“The chapel! The chapel! We must run to that now,” cried Sister Anita.
Her long veil was streaming back in the wind, and her rosary and crucifix beating about her shoulders with the hard riding, but her white face was brave with a divine trust. Yet even as she urged us I saw how imposible was her plea, for the men in front were already nearer to the place than we were. At the same time a pony dashed up beside me, and Little Blue Flower’s voice rang in my ears.
“The rocks! Climb up and hide in the rocks!” She dropped back on one side of Beverly, with Sister Anita on the other, guarding our rear. As I turned our flight toward the cliff, I caught sight of an Indian in a wedge of rock just across the river, and I heard the singing flight of an arrow behind me, followed almost instantly by another arrow. I looked back to see Sister Anita’s pony staggering and rearing in agony, with Little Blue Flower trying vainly to catch its bridle-rein, and Sister Anita, clutching wildly at her rosary, a great stream of blood flowing from an arrow wound in her neck.
Men think swiftly in moments like these. The impulse to halt, and the duty to press on for the protection of the girl beside me, holding me in doubt. Instantly I saw the dark crew, with Ferdinand Ramero leading fiercely forward, almost upon us, and I heard Beverly Clarenden’s voice filling the valley—“Run, Gail, run! You can beat ’em up there.”
It was a cry of insistences and assurances and power, and withal there was that minor tone of sympathy which had sounded in the boy’s defiant voice long ago in the gray-black shadows below Pawnee Rock, when his chivalric soul had been stirred by the cruel wrongs of Little Blue Flower and he had cried:
“Uncle Esmond, let’s take her, and take our chances.”
I knew in a flash that the three behind us were cut off, and Eloise St. Vrain and I pressed on alone. We crossed the narrow strip of rising ground to where the first rocks lay as they had fallen from the cliff above, split off by some titanic agony of nature. Up and up we went, our ponies stumbling now and then, but almost as surefooted as men, as they climbed the narrow way. Now the rocks hid us from the plain as we crept sturdily through narrow crevices, and now we clambered up an open path where nothing concealed our way. But higher still and higher, foot, by foot we pressed, while with oath and growl behind us came our pursuers.

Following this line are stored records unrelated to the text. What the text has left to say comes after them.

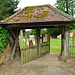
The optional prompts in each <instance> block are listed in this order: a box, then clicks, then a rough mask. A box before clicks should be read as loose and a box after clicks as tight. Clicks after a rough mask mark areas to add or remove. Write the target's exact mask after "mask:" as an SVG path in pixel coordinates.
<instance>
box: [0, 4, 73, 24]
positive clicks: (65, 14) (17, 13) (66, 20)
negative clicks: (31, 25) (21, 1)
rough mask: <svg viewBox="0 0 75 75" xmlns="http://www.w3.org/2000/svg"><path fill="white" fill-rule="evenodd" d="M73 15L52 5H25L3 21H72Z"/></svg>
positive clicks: (3, 20) (31, 21) (38, 21)
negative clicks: (25, 6)
mask: <svg viewBox="0 0 75 75" xmlns="http://www.w3.org/2000/svg"><path fill="white" fill-rule="evenodd" d="M71 20H73V17H72V16H70V15H68V14H66V13H64V12H62V11H60V10H58V9H56V8H54V7H53V6H51V5H41V6H31V7H25V8H24V9H22V10H20V11H18V12H17V13H15V14H14V15H12V16H10V17H8V18H6V19H4V20H3V21H1V22H6V23H27V22H40V21H41V22H43V21H71Z"/></svg>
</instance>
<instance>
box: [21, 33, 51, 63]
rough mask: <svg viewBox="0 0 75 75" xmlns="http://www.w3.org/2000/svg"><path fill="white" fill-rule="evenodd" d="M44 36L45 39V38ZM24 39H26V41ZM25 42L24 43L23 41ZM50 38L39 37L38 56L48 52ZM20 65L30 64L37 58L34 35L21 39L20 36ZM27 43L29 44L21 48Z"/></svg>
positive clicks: (49, 43)
mask: <svg viewBox="0 0 75 75" xmlns="http://www.w3.org/2000/svg"><path fill="white" fill-rule="evenodd" d="M45 36H46V37H45ZM26 39H28V40H27V41H26ZM24 40H25V41H24ZM49 40H50V36H49V35H42V36H40V44H41V45H40V46H41V47H40V56H42V55H43V54H45V53H49V52H50V41H49ZM20 41H21V46H22V47H21V64H24V63H27V62H30V61H32V60H35V59H36V58H38V57H39V56H38V46H37V37H36V36H35V35H28V37H23V35H22V34H21V39H20ZM26 42H28V43H29V44H27V45H25V46H23V44H24V43H26Z"/></svg>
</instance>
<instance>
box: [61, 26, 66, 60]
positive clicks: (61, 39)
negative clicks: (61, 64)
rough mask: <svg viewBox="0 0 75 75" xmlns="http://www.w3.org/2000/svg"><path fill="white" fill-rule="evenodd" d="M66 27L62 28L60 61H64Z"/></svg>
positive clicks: (65, 59) (62, 26) (65, 41)
mask: <svg viewBox="0 0 75 75" xmlns="http://www.w3.org/2000/svg"><path fill="white" fill-rule="evenodd" d="M65 33H66V26H62V35H61V54H60V56H62V59H64V61H66V35H65Z"/></svg>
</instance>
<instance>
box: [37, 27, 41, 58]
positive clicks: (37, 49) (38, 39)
mask: <svg viewBox="0 0 75 75" xmlns="http://www.w3.org/2000/svg"><path fill="white" fill-rule="evenodd" d="M37 53H38V57H40V55H41V44H40V27H38V28H37Z"/></svg>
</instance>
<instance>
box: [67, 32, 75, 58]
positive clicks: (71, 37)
mask: <svg viewBox="0 0 75 75" xmlns="http://www.w3.org/2000/svg"><path fill="white" fill-rule="evenodd" d="M66 52H67V57H71V58H75V35H74V33H66Z"/></svg>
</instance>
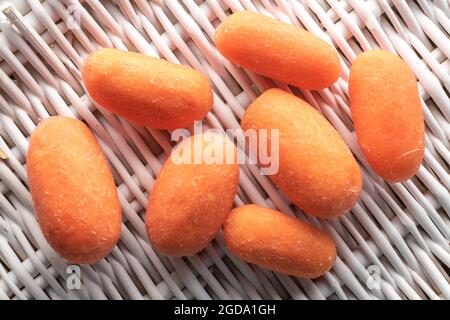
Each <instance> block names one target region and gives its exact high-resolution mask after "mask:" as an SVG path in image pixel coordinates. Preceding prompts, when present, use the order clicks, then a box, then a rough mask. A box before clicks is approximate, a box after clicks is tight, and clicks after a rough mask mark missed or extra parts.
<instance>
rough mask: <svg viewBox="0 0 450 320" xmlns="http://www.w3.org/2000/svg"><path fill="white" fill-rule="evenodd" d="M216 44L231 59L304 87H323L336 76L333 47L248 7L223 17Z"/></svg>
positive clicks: (262, 73)
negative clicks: (222, 20) (242, 9)
mask: <svg viewBox="0 0 450 320" xmlns="http://www.w3.org/2000/svg"><path fill="white" fill-rule="evenodd" d="M215 42H216V46H217V48H218V49H219V51H220V53H222V55H223V56H224V57H225V58H227V59H228V60H230V61H231V62H233V63H235V64H237V65H239V66H241V67H243V68H246V69H249V70H250V71H253V72H255V73H259V74H262V75H265V76H267V77H270V78H273V79H275V80H278V81H281V82H285V83H288V84H291V85H294V86H297V87H300V88H305V89H313V90H316V89H323V88H325V87H328V86H330V85H331V84H333V83H334V82H335V81H336V80H337V79H338V77H339V73H340V67H339V57H338V55H337V52H336V50H334V48H333V47H332V46H331V45H329V44H328V43H326V42H325V41H323V40H321V39H320V38H318V37H316V36H315V35H313V34H311V33H310V32H308V31H306V30H303V29H300V28H298V27H296V26H293V25H290V24H286V23H283V22H280V21H278V20H275V19H272V18H269V17H267V16H264V15H261V14H257V13H254V12H250V11H239V12H236V13H234V14H232V15H231V16H229V17H227V18H226V19H225V20H224V21H223V22H222V24H221V25H220V27H219V28H218V29H217V31H216V39H215Z"/></svg>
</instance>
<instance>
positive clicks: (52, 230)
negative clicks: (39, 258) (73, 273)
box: [27, 117, 122, 264]
mask: <svg viewBox="0 0 450 320" xmlns="http://www.w3.org/2000/svg"><path fill="white" fill-rule="evenodd" d="M27 170H28V179H29V185H30V191H31V195H32V198H33V204H34V208H35V210H36V213H37V218H38V221H39V225H40V226H41V229H42V232H43V234H44V236H45V238H46V239H47V241H48V242H49V244H50V245H51V246H52V247H53V249H55V251H57V252H58V253H59V254H60V255H61V256H62V257H64V258H65V259H67V260H69V261H70V262H73V263H80V264H91V263H95V262H97V261H99V260H100V259H102V258H103V257H105V256H106V255H107V254H109V252H110V251H111V250H112V248H113V247H114V246H115V244H116V242H117V241H118V239H119V236H120V227H121V220H122V219H121V218H122V213H121V209H120V203H119V199H118V196H117V190H116V185H115V183H114V179H113V176H112V174H111V171H110V169H109V167H108V163H107V161H106V158H105V157H104V155H103V153H102V151H101V150H100V147H99V145H98V143H97V141H96V140H95V137H94V135H93V134H92V133H91V132H90V131H89V129H88V128H87V126H86V125H84V124H83V123H82V122H81V121H78V120H75V119H70V118H66V117H52V118H49V119H47V120H45V121H43V122H41V123H39V125H38V126H37V128H36V130H35V131H34V132H33V134H32V135H31V139H30V145H29V149H28V154H27Z"/></svg>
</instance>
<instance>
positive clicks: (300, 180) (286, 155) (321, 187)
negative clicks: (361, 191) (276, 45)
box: [241, 89, 362, 218]
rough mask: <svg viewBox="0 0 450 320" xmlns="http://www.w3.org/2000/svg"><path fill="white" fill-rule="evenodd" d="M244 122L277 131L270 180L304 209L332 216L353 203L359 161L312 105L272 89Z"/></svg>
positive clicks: (344, 211) (247, 113) (288, 94)
mask: <svg viewBox="0 0 450 320" xmlns="http://www.w3.org/2000/svg"><path fill="white" fill-rule="evenodd" d="M241 125H242V128H243V129H244V130H248V129H256V130H259V129H267V130H279V170H278V172H277V173H275V174H274V175H269V178H270V179H271V180H272V181H273V182H274V183H275V184H276V185H277V186H278V187H279V188H280V189H281V191H282V192H284V193H285V194H286V195H287V196H288V197H289V198H290V199H291V201H292V202H294V203H295V204H296V205H297V206H298V207H300V208H301V209H303V210H304V211H305V212H306V213H309V214H312V215H315V216H318V217H321V218H333V217H336V216H338V215H341V214H343V213H345V212H346V211H348V210H350V209H351V208H352V207H353V205H354V204H355V202H356V201H357V199H358V197H359V194H360V192H361V188H362V178H361V173H360V171H359V167H358V164H357V163H356V160H355V159H354V158H353V155H352V153H351V152H350V150H349V148H348V147H347V145H346V144H345V143H344V141H343V140H342V138H341V137H340V136H339V134H338V133H337V131H336V130H335V129H334V128H333V127H332V126H331V124H330V123H329V122H328V121H327V120H326V119H325V118H324V117H323V116H322V115H321V114H320V113H319V112H318V111H316V110H315V109H314V108H313V107H311V106H310V105H309V104H308V103H306V102H305V101H303V100H301V99H300V98H297V97H296V96H294V95H292V94H289V93H287V92H285V91H282V90H280V89H269V90H267V91H266V92H264V93H263V94H262V95H261V96H260V97H258V98H257V99H256V100H255V101H254V102H253V103H252V104H251V105H250V106H249V107H248V109H247V111H246V112H245V114H244V118H243V119H242V122H241ZM268 143H269V144H272V143H271V135H268ZM274 161H275V160H274Z"/></svg>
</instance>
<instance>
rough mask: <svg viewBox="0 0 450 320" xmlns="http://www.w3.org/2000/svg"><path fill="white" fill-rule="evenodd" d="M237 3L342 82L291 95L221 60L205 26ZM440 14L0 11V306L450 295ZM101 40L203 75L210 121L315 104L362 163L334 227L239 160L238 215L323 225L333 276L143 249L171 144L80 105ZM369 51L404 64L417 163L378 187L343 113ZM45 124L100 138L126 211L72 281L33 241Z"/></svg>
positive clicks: (230, 7)
mask: <svg viewBox="0 0 450 320" xmlns="http://www.w3.org/2000/svg"><path fill="white" fill-rule="evenodd" d="M242 9H247V10H252V11H259V12H262V13H264V14H267V15H272V16H274V17H276V18H278V19H280V20H282V21H285V22H287V23H292V24H295V25H298V26H301V27H304V28H305V29H307V30H309V31H311V32H312V33H314V34H316V35H318V36H319V37H322V38H323V39H325V40H326V41H328V42H330V43H333V45H334V46H335V47H336V48H337V49H338V50H339V53H340V56H341V59H342V60H341V65H342V73H341V78H340V79H339V81H338V82H337V83H335V84H334V85H332V86H331V87H330V88H328V89H325V90H322V91H317V92H310V91H306V90H298V89H296V88H288V87H287V86H285V85H283V84H280V83H273V82H272V81H271V80H269V79H265V78H263V77H260V76H258V75H255V74H251V73H249V72H248V71H246V70H243V69H240V68H238V67H236V66H235V65H233V64H231V63H230V62H228V61H227V60H225V59H224V58H223V57H222V56H221V55H220V54H219V53H218V51H217V49H216V48H215V47H214V45H213V41H212V39H213V37H214V30H215V28H216V26H217V25H218V24H219V23H220V21H222V20H223V19H224V18H225V16H226V15H228V14H230V13H231V12H233V11H237V10H242ZM449 16H450V7H449V3H448V1H446V0H435V1H431V0H430V1H427V0H417V1H401V0H367V1H363V0H319V1H313V0H311V1H309V0H303V1H301V0H253V1H250V0H242V1H238V0H205V1H201V0H195V1H194V0H167V1H156V0H155V1H153V0H151V1H146V0H135V1H128V0H116V1H106V0H105V1H99V0H85V1H77V0H64V1H57V0H45V1H39V0H27V1H25V0H12V1H9V2H7V3H5V2H3V3H2V13H1V14H0V22H1V33H0V87H1V96H0V111H1V112H0V148H1V149H2V151H3V154H1V155H2V157H5V156H6V157H7V159H4V160H0V191H1V192H0V299H142V298H144V299H148V298H150V299H192V298H196V299H228V298H235V299H242V298H244V299H261V298H263V299H291V298H293V299H328V298H330V299H355V298H357V299H378V298H381V299H449V298H450V285H449V268H450V250H449V240H450V195H449V190H450V176H449V165H450V152H449V145H450V143H449V140H450V124H449V120H450V100H449V92H450V75H449V74H450V41H449V34H450V19H449ZM78 17H80V21H81V28H79V26H78V24H77V22H78V20H77V18H78ZM100 46H103V47H111V46H115V47H118V48H123V49H129V50H133V51H139V52H143V53H146V54H148V55H151V56H158V57H162V58H165V59H167V60H169V61H172V62H175V63H183V64H187V65H190V66H192V67H194V68H196V69H198V70H200V71H202V72H203V73H205V74H206V75H208V77H209V78H210V80H211V83H212V84H213V86H214V93H215V96H214V98H215V103H214V107H213V110H212V111H211V112H210V113H209V114H208V116H207V118H206V121H205V124H206V125H208V126H209V127H214V128H218V129H226V128H237V127H239V121H240V119H241V117H242V114H243V112H244V110H245V108H246V106H247V105H248V104H249V102H250V101H252V100H254V99H255V98H256V97H257V96H258V95H259V94H260V93H261V92H262V91H264V90H265V89H267V88H268V87H271V86H274V85H277V86H280V87H282V88H284V89H286V90H293V91H294V92H295V93H296V94H298V95H300V96H302V97H303V98H304V99H306V100H307V101H308V102H309V103H311V104H312V105H313V106H314V107H316V108H317V109H318V110H320V111H321V112H322V113H323V114H324V115H325V116H326V117H327V119H328V120H329V121H330V122H331V123H332V124H333V126H334V127H335V128H336V129H337V130H338V131H339V133H340V134H341V135H342V137H343V138H344V139H345V141H346V142H347V143H348V145H349V146H350V148H351V149H352V151H353V152H354V154H355V156H356V158H357V159H358V161H359V162H360V164H361V167H362V171H363V174H364V192H363V194H362V196H361V199H360V200H359V202H358V203H357V205H356V206H355V207H354V208H353V210H351V212H349V213H348V214H346V215H345V216H344V217H341V218H338V219H334V220H331V221H324V220H320V219H315V218H311V217H306V216H305V215H304V214H303V213H302V212H301V211H299V210H298V209H297V208H295V207H294V206H293V205H292V204H291V203H290V202H289V201H288V200H287V199H286V198H285V197H284V196H283V195H282V194H280V193H279V192H278V191H277V190H276V189H275V187H274V186H273V185H272V184H271V183H270V181H269V180H268V179H267V177H265V176H260V175H259V174H258V169H257V168H256V167H255V166H250V165H249V166H241V179H240V187H239V192H238V195H237V197H236V201H235V205H237V206H239V205H242V204H243V203H249V202H253V203H257V204H260V205H264V206H270V207H274V208H278V209H279V210H281V211H283V212H286V213H294V214H296V215H297V216H298V217H299V218H300V219H309V220H310V221H311V222H312V223H314V224H315V225H317V226H320V227H321V228H324V229H326V230H327V231H328V232H329V233H330V234H331V235H332V236H333V238H334V239H335V241H336V243H337V247H338V255H339V258H338V259H337V261H336V264H335V266H334V267H333V269H332V270H331V271H330V272H328V273H327V274H325V275H324V276H323V277H321V278H319V279H315V280H307V279H300V278H294V277H288V276H284V275H281V274H276V273H272V272H269V271H267V270H264V269H262V268H259V267H255V266H254V265H249V264H246V263H244V262H242V261H240V260H238V259H236V258H235V257H233V256H232V255H231V254H230V253H229V252H228V251H227V249H226V248H225V246H224V242H223V240H222V238H221V235H219V236H218V237H217V238H216V240H215V241H214V242H213V243H212V244H210V245H209V246H208V247H207V249H206V250H204V251H203V252H202V253H200V254H199V255H196V256H193V257H188V258H176V259H174V258H167V257H164V256H162V255H159V254H158V253H157V252H155V251H154V250H153V249H152V247H151V245H150V244H149V243H148V241H147V237H146V234H145V228H144V217H145V207H146V205H147V196H148V192H149V191H150V190H151V188H152V185H153V182H154V179H155V177H156V176H157V173H158V171H159V170H160V168H161V163H162V162H163V160H164V159H165V158H166V157H167V155H168V153H169V152H170V150H171V147H172V144H171V142H170V136H169V134H168V133H167V132H163V131H157V130H149V129H145V128H142V127H138V126H136V125H134V124H132V123H129V122H127V121H126V120H124V119H121V118H118V117H116V116H114V115H112V114H110V113H108V112H106V111H104V110H98V109H97V108H95V106H94V105H93V104H92V103H91V102H90V100H89V99H88V98H87V96H86V94H85V91H84V89H83V87H82V82H81V81H80V76H79V68H80V64H81V63H82V59H83V57H84V56H85V55H86V54H87V53H88V52H91V51H93V50H94V49H95V48H97V47H100ZM374 48H382V49H385V50H389V51H392V52H397V54H399V55H400V56H401V57H402V58H403V59H404V60H405V61H406V62H407V63H408V64H409V66H410V67H411V69H412V70H413V71H414V73H415V75H416V77H417V79H418V86H419V91H420V95H421V98H422V105H423V110H424V113H425V121H426V126H427V128H426V131H427V138H426V152H425V159H424V162H423V164H422V166H421V167H420V169H419V172H418V173H417V175H416V176H415V177H414V178H412V179H411V180H409V181H406V182H405V183H401V184H387V183H386V182H384V181H382V180H380V179H379V178H377V177H376V176H375V175H374V174H373V172H372V171H371V170H370V168H369V167H368V166H367V164H366V161H365V160H364V159H363V157H362V155H361V152H360V150H359V148H358V145H357V143H356V138H355V135H354V130H353V126H352V122H351V116H350V112H349V108H348V89H347V79H348V74H349V65H350V62H351V61H352V60H353V59H354V58H355V56H356V55H357V54H358V53H360V52H361V51H362V50H369V49H374ZM55 114H60V115H66V116H70V117H77V118H79V119H83V120H84V121H85V122H86V123H87V124H88V125H89V127H90V128H91V129H92V130H93V132H94V133H95V134H96V135H97V137H98V140H99V141H100V143H101V146H102V148H103V150H104V152H105V154H106V155H107V157H108V159H109V161H110V163H111V167H112V170H113V173H114V176H115V178H116V182H117V185H118V189H119V196H120V202H121V205H122V210H123V217H124V219H123V226H122V236H121V239H120V241H119V243H118V245H117V246H116V247H115V248H114V250H113V252H112V253H111V254H110V255H109V256H107V257H106V258H105V259H103V260H102V261H101V262H99V263H97V264H96V265H93V266H81V270H80V273H79V274H80V276H81V286H78V282H77V281H76V280H77V278H76V276H77V275H78V273H77V272H76V271H77V270H76V266H75V267H74V266H70V265H69V264H67V262H65V261H64V260H62V259H61V258H60V257H59V256H58V255H57V254H56V253H55V252H54V251H53V250H52V249H51V248H50V247H49V246H48V244H47V243H46V241H45V240H44V238H43V236H42V234H41V231H40V229H39V226H38V225H37V222H36V219H35V216H34V213H33V209H32V204H31V198H30V193H29V192H28V188H27V175H26V169H25V164H26V163H25V154H26V150H27V146H28V140H27V139H28V137H29V136H30V134H31V132H32V131H33V129H34V128H35V126H36V124H37V122H38V120H39V119H43V118H46V117H48V116H50V115H55ZM330 165H332V164H330ZM72 272H75V273H72ZM74 277H75V278H74Z"/></svg>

At last we could ride no farther, and the miracle was that our ponies could have climbed so far. Above us huge slabs of stone, by some internal cataclysm hurled into fragments of unguessed tons of weight, seemed poised in air, about to topple down upon the plain below. Between these wild, irregular masses a narrow footing zigzagged upward to still other wild, irregular masses, a footing of long leaps in cramped spaces between sharp edges of upright clefts, all gigantic, unbending, now shielding by their immense angles, now standing sheer and stark before us, casting no shadows to cover us from the great white glare of the New-Mexican day.